Private Equity: Fund Tagged for Portfolio Company False Claims Issue

I’ve previously blogged about situations in which a fund’s entanglement in its portfolio company’s operations have resulted in some pretty significant liability exposure.  This Ropes & Gray memo discusses a recently settled False Claims Act lawsuit in which the DOJ sought to hold a PE fund liable for its role in an alleged kickback scheme involving a prescription pain cream.  This excerpt provides some background on the case and how the fund came to be caught up in it:

The allegations in Medrano v. Diabetic Care Rx, LLC d/b/a Patient Care America et al. (S.D. Fla. No. 15-62617-civ) stem from the defendants’ decision to enter the compound pain cream business in early 2014. According to DOJ, TRICARE reimbursement rates for topical pain creams were known to be unusually high at the time, which allegedly prompted Patient Care America to enter into a scheme with three marketing companies to target and refer TRICARE beneficiaries to PCA for pain cream prescriptions. The government alleged that the resulting prescriptions were medically unnecessary and that PCA’s commission payments to the marketing firms amounted to illegal kickbacks under the Anti-Kickback Statute (“AKS”), which resulted in PCA’s submission of false claims to TRICARE.
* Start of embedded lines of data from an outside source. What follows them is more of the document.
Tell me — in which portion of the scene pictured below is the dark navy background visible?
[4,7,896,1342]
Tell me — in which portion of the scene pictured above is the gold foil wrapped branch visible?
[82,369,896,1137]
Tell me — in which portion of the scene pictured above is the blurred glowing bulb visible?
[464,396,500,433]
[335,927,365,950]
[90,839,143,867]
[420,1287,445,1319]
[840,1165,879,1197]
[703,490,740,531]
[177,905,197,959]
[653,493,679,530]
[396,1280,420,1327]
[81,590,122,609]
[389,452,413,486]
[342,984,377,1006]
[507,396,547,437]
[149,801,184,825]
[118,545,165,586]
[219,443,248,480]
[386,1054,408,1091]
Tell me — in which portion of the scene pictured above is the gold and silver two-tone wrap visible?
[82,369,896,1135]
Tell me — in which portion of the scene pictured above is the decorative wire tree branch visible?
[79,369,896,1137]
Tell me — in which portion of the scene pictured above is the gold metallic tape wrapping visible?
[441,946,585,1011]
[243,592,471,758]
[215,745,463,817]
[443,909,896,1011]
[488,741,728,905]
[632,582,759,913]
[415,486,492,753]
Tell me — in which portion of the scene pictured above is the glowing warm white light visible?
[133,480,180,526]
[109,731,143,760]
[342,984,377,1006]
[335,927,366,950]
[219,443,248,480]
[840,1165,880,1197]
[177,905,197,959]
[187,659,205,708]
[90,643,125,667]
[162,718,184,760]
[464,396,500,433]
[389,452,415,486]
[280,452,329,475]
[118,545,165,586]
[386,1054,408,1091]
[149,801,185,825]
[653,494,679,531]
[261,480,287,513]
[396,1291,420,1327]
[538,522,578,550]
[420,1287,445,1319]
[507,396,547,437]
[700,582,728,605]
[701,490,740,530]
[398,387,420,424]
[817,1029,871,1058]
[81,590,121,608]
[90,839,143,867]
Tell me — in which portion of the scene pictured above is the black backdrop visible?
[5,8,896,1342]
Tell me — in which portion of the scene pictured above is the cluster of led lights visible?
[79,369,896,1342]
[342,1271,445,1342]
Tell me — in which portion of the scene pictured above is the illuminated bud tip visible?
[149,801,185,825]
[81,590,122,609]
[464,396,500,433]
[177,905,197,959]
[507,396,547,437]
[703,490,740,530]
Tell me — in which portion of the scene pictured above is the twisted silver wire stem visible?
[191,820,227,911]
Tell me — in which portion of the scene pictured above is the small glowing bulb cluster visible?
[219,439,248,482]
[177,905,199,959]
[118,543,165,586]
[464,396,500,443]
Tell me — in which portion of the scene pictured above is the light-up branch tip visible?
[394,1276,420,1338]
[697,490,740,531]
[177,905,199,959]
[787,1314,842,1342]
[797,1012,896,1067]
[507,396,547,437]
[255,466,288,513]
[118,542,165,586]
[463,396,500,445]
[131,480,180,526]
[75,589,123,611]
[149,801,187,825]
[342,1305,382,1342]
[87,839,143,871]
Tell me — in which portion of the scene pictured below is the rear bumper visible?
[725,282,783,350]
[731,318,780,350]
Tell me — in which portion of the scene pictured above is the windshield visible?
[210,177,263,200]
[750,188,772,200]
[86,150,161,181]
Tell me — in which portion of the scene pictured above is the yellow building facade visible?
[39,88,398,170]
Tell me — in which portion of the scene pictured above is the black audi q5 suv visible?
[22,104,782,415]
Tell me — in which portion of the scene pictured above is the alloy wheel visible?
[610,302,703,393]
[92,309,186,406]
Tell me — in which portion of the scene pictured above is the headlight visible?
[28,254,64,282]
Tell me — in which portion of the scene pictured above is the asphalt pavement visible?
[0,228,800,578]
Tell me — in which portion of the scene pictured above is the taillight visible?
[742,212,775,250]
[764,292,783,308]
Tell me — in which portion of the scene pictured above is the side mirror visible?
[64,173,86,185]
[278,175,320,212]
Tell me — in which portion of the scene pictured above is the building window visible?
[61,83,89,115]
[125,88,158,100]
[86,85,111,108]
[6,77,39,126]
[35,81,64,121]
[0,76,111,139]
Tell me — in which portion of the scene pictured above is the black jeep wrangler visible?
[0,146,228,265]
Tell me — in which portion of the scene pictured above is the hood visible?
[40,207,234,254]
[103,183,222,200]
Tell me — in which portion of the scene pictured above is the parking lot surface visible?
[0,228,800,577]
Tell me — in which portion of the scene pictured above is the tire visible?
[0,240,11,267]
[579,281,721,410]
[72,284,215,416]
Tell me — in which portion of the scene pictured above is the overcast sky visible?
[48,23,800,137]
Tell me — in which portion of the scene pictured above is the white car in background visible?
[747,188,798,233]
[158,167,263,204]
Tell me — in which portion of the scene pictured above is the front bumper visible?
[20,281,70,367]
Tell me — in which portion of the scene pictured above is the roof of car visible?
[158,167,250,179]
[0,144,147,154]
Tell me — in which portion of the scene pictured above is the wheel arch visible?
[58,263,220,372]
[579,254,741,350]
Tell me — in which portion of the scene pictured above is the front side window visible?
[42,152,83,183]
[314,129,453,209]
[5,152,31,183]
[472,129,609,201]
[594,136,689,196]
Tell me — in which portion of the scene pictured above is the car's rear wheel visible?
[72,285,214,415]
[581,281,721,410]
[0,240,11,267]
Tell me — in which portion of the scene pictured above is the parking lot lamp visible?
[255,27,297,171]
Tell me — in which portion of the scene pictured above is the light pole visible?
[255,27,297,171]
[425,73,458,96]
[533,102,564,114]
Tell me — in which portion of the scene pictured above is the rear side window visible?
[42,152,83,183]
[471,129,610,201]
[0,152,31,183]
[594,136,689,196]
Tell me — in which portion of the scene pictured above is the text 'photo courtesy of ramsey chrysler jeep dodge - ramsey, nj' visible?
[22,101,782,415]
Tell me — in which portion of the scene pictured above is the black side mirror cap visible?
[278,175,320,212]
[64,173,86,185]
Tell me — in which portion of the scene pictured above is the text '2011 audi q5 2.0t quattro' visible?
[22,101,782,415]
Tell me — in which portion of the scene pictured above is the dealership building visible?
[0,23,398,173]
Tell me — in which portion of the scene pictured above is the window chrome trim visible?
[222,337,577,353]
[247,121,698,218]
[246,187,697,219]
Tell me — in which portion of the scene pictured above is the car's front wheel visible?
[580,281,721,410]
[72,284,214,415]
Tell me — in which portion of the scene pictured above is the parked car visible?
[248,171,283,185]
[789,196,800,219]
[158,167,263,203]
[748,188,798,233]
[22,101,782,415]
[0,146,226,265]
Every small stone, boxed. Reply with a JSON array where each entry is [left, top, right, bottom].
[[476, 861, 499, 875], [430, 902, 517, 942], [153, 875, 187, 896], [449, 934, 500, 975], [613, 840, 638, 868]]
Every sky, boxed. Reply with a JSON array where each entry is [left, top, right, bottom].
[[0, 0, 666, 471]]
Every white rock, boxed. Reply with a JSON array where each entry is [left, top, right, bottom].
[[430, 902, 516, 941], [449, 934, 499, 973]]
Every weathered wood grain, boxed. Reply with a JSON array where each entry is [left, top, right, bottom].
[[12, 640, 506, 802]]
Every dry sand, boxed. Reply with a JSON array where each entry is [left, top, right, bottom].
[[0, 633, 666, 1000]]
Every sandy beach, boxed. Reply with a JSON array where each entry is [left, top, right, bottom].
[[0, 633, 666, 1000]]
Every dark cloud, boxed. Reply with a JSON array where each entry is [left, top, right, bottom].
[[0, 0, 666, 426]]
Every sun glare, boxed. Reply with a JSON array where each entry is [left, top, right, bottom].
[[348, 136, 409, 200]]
The government’s February 2018 Complaint in Intervention also includes allegations that the marketers paid kickbacks to patients by covering patient copayments regardless of financial need, and that the marketers paid telemedicine physicians to write prescriptions without proper consent or a legitimate prescriber-patient relationship. Finally, the government included two common law claims for payment by mistake and unjust enrichment based on the same alleged misconduct.

With respect to private equity owner Riordan Lewis & Hayden, the government claimed that the firm played a leading role in promoting PCA’s alleged misconduct. Two RLH partners served as directors of the portfolio company and allegedly encouraged its pursuit of the pain cream business to generate a “quick and dramatic payment” on the fund’s investment. According to the government, RLH knew and approved of PCA’s May 2014 decision to use independent contractors rather than employed sales staff to generate prescriptions for topical pain creams.

Further, the Complaint in Intervention alleged that RLH knew based on the advice of counsel that paying commissions to marketers could violate the AKS and that compliance with the AKS was a material requirement for reimbursements from TRICARE. Based on this advice and on RLH’s experience investing in the health care industry, the government argued that the private equity firm knew or should have known that PCA’s practices violated federal health care laws.

After some legal maneuvering, the parties settled with the DOJ for $21 million without an admission or determination of liability. The memo notes, however, that prior to the settlement, a federal magistrate ruled that the DOJ had adequately pled knowledge & causation on the part of the PE fund with respect to one of the alleged schemes involving the portfolio company’s payment of third-party commissions.

The memo says that the key takeaways for PE funds with portfolio companies in the healthcare industry are the need for close monitoring of their involvement with those companies’ operations, the importance of portfolio company compliance programs, and the need to be on the look-out for “red flags” – such as a decision to disregard legal advice.